Abstract We consider the Szegedy walk on graphs adding infinite length tails to a finite internal graph. We assume that on these tails, the dynamics is given by the free quantum walk. We set the ∞ -category initial state so that the internal graph receives time independent input from the tails, say α in , at every time step. We show that the response of the Szegedy walk to the input, which is the output, say β out , from the internal graph to the tails in the long time limit, is drastically changed depending on the reversibility of the underlying random walk.
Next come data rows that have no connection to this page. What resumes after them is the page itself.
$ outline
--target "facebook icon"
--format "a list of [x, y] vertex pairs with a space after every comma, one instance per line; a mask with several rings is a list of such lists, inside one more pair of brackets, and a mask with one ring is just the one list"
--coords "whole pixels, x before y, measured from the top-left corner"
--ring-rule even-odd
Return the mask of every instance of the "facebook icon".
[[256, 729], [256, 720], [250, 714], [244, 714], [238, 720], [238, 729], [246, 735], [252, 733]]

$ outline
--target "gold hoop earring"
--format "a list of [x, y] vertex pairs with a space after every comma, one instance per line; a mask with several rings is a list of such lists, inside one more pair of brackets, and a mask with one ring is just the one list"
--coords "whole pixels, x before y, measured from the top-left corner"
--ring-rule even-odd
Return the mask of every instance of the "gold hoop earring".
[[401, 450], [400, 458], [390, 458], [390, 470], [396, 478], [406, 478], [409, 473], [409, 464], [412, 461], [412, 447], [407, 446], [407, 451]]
If the underlying random walk is reversible, we have β out = Sz(mδ E )α in , where the unitary matrix Sz(mδ E ) is the reflection matrix to the unit vector mδ E which is determined by the boundary of the internal graph δ E. Then the global dynamics so that the internal graph is regarded as one vertex recovers the local dynamics of the Szegedy walk in the long time limit. Moreover if the underlying random walk of the Szegedy walk is reversible, then we obtain that the stationary state is expressed by a linear combination of the reversible measure and the electric current on the electric circuit determined by the internal graph and the random walk’s reversible measure. On the other hand, if the underlying random walk is not reversible, then the unitary matrix is just a phase flip; that is, β out = −α in , and the stationary state is similar to the current flow but satisfies a different type of the Kirchhoff laws. Keywords Quantum walk · Scattering · Electric circuit · Reversibility

Communicated by Hal Tasaki.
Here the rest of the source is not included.